Initialization and Lifecycle

  • The IRM is bound to a specific lending market at deployment.
  • Configuration is immutable and can only be set once.
  • On first use, the IRM initializes its internal state and accrual timestamp.

Each accrual:

  1. Updates stress memory (t_crit) and baseline rate (r_i).
  2. Advances the last accrual timestamp.
  3. Compounds total debt assets using the newly computed growth factor.

Outputs

  • Instantaneous rate (annualized): Current borrowing APR implied by utilization and IRM state.
  • Compounded factor: Growth applied to debt since the last accrual.
  • Debt price: Value per debt share used for accounting and liquidation.

These outputs expose liquidity pressure and verify IRM responsiveness.

Safety and Guardrails

  • Rate floors: Borrow rates never fall below the linear utilization floor.
  • Stress decay: Stress memory cools automatically as utilization normalizes.
  • Deterministic math: Fixed-point arithmetic ensures predictable outcomes.
  • Immutable configuration: Prevents mid-lifecycle governance drift.

What to Monitor

  • Utilization: Compare current utilization against u_opt and u_crit.
  • Stress memory (t_crit): Indicates persistence of stress conditions.
  • Borrow rate vs. r_lin: Reveals active stabilization or penalty effects.
  • Accrual cadence: Confirms compounding tracks utilization changes.
  • Debt price evolution: Validates consistency between interest accrual and repayments.

Example Behaviors

Market ConditionBehavior
Quiet (u < u_opt)Rates hover near r_lin; integral term nudges utilization upward.
Efficient (u ≈ u_opt)Rates stable; small deviations corrected smoothly.
Stress (u > u_crit)Penalty activates; rates rise rapidly; decay as utilization normalizes.

FAQs

Does the model support fixed rates?
The IRM configuration supports a wide range of behaviors through parameter selection. While the underlying model remains the same, parameters can be set to approximate fixed or near-fixed rate behavior at market creation.

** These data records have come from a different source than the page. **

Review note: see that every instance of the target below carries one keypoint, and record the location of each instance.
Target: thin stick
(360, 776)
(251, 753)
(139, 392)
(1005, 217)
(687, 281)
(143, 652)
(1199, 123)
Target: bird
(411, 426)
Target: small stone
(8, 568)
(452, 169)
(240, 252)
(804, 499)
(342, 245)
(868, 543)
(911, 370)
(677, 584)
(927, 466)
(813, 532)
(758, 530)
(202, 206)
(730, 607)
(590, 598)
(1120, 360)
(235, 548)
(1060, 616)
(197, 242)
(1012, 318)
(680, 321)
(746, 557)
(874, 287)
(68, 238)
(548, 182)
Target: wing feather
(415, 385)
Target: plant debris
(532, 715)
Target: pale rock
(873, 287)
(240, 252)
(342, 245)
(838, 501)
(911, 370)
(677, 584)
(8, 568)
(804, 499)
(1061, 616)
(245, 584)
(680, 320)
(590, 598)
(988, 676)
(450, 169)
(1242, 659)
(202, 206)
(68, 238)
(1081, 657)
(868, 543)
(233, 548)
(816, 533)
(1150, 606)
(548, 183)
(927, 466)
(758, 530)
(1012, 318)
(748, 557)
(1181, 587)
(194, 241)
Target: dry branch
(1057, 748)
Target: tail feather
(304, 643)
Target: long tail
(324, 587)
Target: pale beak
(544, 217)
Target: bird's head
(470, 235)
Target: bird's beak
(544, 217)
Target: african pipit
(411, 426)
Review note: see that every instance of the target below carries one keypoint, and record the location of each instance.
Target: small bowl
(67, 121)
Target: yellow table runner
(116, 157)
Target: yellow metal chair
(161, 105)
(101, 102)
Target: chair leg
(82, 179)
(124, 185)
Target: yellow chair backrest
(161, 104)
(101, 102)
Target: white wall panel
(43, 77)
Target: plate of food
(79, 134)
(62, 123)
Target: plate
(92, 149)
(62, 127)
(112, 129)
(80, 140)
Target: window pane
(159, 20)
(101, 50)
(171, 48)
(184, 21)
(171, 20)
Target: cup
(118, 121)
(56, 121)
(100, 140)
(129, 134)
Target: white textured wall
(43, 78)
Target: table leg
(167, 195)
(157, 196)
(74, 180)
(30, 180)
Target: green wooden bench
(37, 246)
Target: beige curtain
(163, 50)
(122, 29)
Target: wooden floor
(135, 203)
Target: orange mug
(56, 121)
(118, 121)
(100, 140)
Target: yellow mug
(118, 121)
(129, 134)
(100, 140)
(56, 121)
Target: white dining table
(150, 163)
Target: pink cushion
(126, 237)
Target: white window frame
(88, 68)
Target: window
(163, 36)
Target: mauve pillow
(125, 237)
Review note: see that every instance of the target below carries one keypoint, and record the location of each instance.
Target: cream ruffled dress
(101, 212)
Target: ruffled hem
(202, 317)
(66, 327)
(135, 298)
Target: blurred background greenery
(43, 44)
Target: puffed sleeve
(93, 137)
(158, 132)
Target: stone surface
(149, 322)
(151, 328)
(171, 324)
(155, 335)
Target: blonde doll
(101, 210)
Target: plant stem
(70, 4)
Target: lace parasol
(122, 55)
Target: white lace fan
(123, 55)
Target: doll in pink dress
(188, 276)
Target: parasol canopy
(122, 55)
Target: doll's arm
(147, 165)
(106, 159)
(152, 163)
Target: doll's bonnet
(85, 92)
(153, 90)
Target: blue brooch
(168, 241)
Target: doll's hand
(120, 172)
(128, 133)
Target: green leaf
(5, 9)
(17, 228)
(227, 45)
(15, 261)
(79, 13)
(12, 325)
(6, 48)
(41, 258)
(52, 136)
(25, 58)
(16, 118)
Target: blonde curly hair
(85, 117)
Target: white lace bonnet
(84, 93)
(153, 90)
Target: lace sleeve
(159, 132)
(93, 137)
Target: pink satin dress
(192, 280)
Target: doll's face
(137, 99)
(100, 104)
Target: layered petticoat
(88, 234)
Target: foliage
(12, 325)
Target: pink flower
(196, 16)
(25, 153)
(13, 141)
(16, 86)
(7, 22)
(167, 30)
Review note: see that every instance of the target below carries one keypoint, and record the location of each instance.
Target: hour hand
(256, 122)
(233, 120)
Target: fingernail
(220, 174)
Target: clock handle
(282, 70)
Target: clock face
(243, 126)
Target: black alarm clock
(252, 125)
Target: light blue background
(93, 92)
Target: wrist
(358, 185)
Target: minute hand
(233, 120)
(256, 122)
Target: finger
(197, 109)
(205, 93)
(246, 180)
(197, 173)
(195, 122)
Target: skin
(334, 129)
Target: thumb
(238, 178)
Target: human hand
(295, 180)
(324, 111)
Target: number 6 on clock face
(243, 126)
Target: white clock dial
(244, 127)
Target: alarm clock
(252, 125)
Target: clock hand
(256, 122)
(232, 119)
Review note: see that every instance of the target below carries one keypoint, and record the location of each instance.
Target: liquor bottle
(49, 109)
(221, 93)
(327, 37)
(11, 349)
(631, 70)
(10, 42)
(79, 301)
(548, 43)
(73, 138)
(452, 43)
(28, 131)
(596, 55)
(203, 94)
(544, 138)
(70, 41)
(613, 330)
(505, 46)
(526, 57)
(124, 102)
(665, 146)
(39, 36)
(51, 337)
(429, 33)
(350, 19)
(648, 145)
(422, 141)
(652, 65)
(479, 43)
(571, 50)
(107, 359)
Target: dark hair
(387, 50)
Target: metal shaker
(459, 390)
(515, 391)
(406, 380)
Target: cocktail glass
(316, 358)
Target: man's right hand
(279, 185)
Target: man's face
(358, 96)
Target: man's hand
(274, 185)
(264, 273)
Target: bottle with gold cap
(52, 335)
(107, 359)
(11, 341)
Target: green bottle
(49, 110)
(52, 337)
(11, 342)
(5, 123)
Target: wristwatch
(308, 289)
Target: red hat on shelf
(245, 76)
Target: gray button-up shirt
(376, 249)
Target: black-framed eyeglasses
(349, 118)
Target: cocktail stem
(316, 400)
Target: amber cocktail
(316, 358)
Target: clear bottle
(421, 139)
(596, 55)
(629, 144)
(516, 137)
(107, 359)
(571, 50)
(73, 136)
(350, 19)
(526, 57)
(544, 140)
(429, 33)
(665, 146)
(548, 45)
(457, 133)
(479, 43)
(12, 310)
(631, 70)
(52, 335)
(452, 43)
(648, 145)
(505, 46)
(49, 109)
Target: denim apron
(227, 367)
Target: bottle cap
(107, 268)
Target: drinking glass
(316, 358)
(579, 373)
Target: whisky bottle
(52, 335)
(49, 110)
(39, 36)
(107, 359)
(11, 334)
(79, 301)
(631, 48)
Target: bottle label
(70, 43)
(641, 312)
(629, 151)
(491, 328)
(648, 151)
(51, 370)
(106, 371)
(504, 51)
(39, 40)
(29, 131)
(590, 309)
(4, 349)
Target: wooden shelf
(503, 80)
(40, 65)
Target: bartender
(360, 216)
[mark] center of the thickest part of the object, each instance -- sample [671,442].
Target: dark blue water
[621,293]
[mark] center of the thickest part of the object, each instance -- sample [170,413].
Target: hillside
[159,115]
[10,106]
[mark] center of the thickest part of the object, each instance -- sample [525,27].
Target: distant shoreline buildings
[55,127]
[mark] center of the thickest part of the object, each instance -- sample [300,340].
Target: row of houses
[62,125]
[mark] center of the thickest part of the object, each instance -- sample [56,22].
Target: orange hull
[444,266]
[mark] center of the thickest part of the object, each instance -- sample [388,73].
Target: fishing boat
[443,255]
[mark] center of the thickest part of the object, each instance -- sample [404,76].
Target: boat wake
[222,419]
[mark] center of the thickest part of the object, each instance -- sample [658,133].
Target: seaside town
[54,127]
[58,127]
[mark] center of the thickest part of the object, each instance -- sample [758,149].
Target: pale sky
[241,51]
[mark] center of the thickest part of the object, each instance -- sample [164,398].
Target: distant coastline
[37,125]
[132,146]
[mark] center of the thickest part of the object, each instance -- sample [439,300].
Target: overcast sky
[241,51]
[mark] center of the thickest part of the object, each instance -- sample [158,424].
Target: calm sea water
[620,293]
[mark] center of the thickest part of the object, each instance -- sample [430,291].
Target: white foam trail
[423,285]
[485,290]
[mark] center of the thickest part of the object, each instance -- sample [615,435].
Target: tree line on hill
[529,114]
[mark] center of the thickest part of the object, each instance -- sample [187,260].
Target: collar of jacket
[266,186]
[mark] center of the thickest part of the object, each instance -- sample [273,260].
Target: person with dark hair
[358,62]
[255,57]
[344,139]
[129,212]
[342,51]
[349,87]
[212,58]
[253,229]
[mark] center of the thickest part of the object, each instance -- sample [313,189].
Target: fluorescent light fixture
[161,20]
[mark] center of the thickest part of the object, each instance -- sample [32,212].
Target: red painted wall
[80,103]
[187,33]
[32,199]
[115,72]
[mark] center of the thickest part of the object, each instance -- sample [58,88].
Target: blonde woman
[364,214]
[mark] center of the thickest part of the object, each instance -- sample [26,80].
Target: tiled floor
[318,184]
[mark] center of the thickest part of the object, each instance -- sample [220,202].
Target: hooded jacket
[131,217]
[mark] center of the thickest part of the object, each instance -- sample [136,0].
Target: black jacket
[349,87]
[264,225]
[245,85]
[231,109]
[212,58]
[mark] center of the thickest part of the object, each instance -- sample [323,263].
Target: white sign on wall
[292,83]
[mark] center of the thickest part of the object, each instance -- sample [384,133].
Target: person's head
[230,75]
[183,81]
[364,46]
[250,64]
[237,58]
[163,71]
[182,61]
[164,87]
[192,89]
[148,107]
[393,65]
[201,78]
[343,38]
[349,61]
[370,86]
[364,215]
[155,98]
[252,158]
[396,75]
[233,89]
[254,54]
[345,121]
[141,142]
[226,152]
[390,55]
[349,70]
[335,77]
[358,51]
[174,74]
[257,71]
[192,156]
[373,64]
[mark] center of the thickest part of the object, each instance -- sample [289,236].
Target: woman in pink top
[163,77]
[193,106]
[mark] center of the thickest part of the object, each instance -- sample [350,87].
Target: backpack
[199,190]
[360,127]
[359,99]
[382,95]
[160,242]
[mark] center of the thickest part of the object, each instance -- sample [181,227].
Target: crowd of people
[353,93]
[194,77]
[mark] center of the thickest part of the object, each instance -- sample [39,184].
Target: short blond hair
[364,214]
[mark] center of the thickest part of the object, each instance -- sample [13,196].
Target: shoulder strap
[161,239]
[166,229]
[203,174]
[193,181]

Why not a single static kinked curve?
Static curves do not react to time under stress. OctoLend’s IRM introduces integral control and stress memory, enabling adaptive escalation and smoother normalization.

How often should accrual run?
Accrual may be triggered whenever meaningful time or utilization changes occur. More frequent accrual improves accuracy of compounding.

What happens at extremely low utilization?
The low-utilization dampener ensures borrowing costs remain attractive, preventing stagnation in underused markets.

Configurations

Utilization-Responsive (PI with Stress Memory)

OctoLend_IRM1.png

Defines an optimal utilization band with stable rates. Above it, stress memory and penalties activate to restore balance.

Linear Utilization

OctoLend_IRM2.png

Rates scale primarily linearly with utilization, with reduced stabilization and penalty effects.

Near-Fixed

OctoLend_IRM3.png

Parameterization that approximates a fixed-rate market across utilization levels, suitable for predictable or RWA-style lending.